I have no intention of putting either piper down, nor question their capabilities, but they are neither of them pipers I would choose to listen to. Its just a matter of personal preference.

The Flute Forum on this very board was where I ran into this complaint when I stated my preference for Molloy’s flute playing above others. I was surprised to hear this opinion stated by several of the fluters there. But Liam O’Flynn has several times noted that Molloy is one of those musicians that can find the piping part of the music in those special places they exist in a tune, so I don’t think it is necessarily an unfair comment on Molloy’s style of playing, either.
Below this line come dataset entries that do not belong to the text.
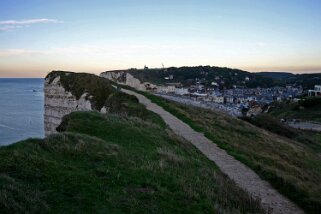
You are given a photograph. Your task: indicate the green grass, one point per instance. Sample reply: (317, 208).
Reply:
(292, 167)
(114, 164)
(98, 89)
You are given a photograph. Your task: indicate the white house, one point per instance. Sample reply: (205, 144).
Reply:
(181, 91)
(316, 92)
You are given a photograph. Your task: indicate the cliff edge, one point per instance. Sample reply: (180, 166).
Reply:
(66, 92)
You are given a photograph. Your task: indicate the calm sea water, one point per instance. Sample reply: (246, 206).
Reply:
(21, 109)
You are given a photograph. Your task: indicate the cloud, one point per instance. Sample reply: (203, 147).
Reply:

All I know is, I like it. :slight_smile:

djm

Closed or open, I humbly agree with all of this.

That seems odd as I thought that if ye believed your own point then ye wouldnae need us to prove it to ye :boggle:I also don’t think I have endorsed or proven your statement re flutes and open playing as the two are not necessarily the same.Indeed if ye would only take the time to listen to Rowesome or Mc Nulty then ye would know exactly what I am talking about.I am in fact saying quite the opposite (I think) to yersel.When I say that ye cannot transfer flute style to the pipes and call it piping.I think if ye equate legato style with flutes then ye are missing the point of piping altogether. :wink:
Slán Agat
Uilliam

A very nice fella recently told me I was a “pippity pip” piper and said he was more traveller/Paddy Keenan style…but I’d say Paddy Keenan can pippity pip with the best of them when he choses to do so.

I think there are definite techniques for the flute, and some very different techniques for the pipes…the net effect is that they will/should/must inevitably sound different…and the pipes definitely don’t sound right when played like a flute!!!

I am not favouring flute-like playing on pipes at all (that’s a long stretch of misinterpretation, even for you). I am simply saying that we all have our own tastes and ideas of what sounds good, including legato pipers who could play tight if they chose to, but don’t, and tight(ish) flute players who could play open, but don’t, and those who love to listen to them - or not.

djm

But Uilliam types with an accent which lends even more “authoritah”. :wink:

This goes well beyond closed or open piping. There are whole sets of staccato techniques, tonal coloring and vibrato, popping and swelling notes which are used to highlight salient points of the melody. Combining this with a whole “sense” of approach to playing to the pipes’ strengths is what makes up the complete piper.

For those with NPU accounts, take a look-and-listen to Neillidh Mulligan playing the Salamanca, et al. There’s a full range of technique there. It’s gorgeous playing.

As a novice piper who has a to struggle just to get the tune in my head and get it back out in a recognizable form, the thing that keeps me practicing and trying to progress is the wide range of techniques and sounds that are possible with the pipes. The fact that I can change how I play some little part of a tune I have known for 3 or 4 years and make that part sound like when so and so plays it keeps me moving.

I learn tunes on the whistle and transfer them over to the pipes, so I start playing the tune like I do on the whistle and gradually add the things that make the tune more “pipey”. I’d love to have them sound pipey from the start, but since I’m on the slow end of the musical spectrum I guess I’ll just keep chugging along.